My hesitation comes partly out of the exigencies of my own life but also the dilemma her email posed: the European Reading Room at the Library of Congress is slated to close to make way for an Abraham Lincoln Exhibit. Would I speak out about this outrage?
Well, I wasn’t sure it was an outrage.
Besides, it’s not just any exhibit. It’s a Lincoln exhibit.
Nonetheless, I was haunted by her plea.
Looking into it further, it does seem that my friend and her friends’ suspicions are justified: the Library of Congress seems indeed to be planning to close a beloved Reading Room temporarily, likely as a ruse to transform it into exhibition space in the longer term. I’m not generally a conspiracy theorist, yet fear that the Lincoln exhibition is a convenient ruse for few Americans will speak out against a large celebration of this great American, a secular saint.

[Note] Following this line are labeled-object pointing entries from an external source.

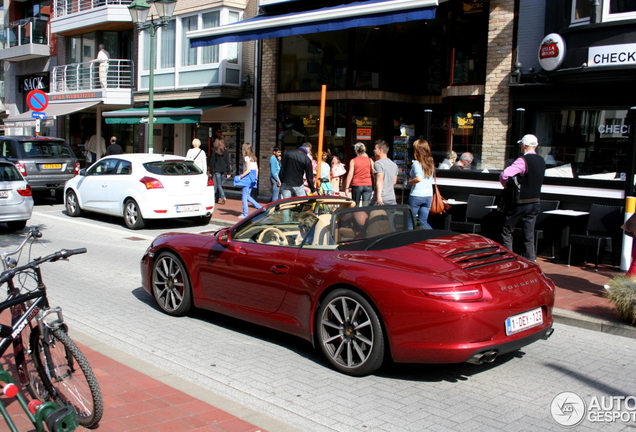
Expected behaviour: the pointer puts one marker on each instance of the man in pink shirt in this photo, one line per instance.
(529, 170)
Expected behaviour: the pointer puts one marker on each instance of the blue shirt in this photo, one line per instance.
(274, 168)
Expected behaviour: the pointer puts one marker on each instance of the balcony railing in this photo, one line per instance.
(66, 7)
(113, 74)
(25, 31)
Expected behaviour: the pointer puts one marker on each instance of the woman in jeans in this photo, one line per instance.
(360, 178)
(421, 181)
(220, 166)
(251, 170)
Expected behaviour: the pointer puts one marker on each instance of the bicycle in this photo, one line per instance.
(53, 367)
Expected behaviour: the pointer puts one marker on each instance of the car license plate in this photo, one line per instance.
(524, 321)
(187, 209)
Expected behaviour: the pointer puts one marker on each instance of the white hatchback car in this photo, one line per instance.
(16, 197)
(142, 186)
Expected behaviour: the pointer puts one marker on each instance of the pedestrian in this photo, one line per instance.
(295, 167)
(102, 57)
(197, 155)
(251, 170)
(385, 175)
(421, 181)
(220, 167)
(96, 147)
(113, 147)
(359, 182)
(274, 169)
(464, 162)
(338, 171)
(529, 170)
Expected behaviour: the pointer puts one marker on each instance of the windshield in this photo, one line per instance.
(173, 168)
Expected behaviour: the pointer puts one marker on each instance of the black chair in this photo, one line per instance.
(603, 224)
(540, 225)
(476, 210)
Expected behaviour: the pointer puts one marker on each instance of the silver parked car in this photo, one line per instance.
(16, 197)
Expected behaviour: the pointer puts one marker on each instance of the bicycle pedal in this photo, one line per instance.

Nonetheless, these public spaces where scholars can work, research, and, occasionally talk with each other about discoveries and challenges are essential to intellectual progress.
Young scholars, urban scholars, isolated scholars all benefit from such spaces. We do not all have adequate rooms of our own: my apartment has no separate study; my office has no window; the grand reading room of the New York Public Library is my great intellectual refuge and inspiration.
It would be a terrible shame if the Library of Congress closed this room, beloved of scholars of Europe and European scholars. And it would be a sad footnote to this parochial administration if we closed one welcoming spot for those working on international issues under the guise of honoring Lincoln.